Priority aging of ongoing work

Priority aging is an approach to workload management in which the priority of in-progress activities automatically changes over time.

The longer an activity runs, the lower its priority, and the fewer resources it will receive. You can use priority aging to control longer-running activities, so that throughput for shorter-running activities can be improved. The priority aging approach works when resource control responds to the movement of work between service classes. That is, when work that is already being processed changes service classes, the movement is actually reflected in the resources that are received by that work (as well as other work in the new service class). This approach is best implemented when using the explicit CPU controls that are provided by the CPU dispatcher or by integration with operating system workload management products.

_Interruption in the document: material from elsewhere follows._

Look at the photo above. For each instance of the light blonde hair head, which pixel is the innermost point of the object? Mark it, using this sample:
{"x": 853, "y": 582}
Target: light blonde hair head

Changing the priority of activities by remapping

System resources are allocated and controlled by using service classes. With priority aging, the priority of an activity can be changed by moving the activity from one service class to another service class. The priority increases if the new service class has more resources, and the priority decreases if the new service class has fewer resources. Activities are moved when a threshold with a REMAP ACTIVITY action is violated, based upon predetermined maximum usage of a specific resource such as processor time or rows read. After an activity is mapped to a new service class, it continues to run with the new resource constraints applied.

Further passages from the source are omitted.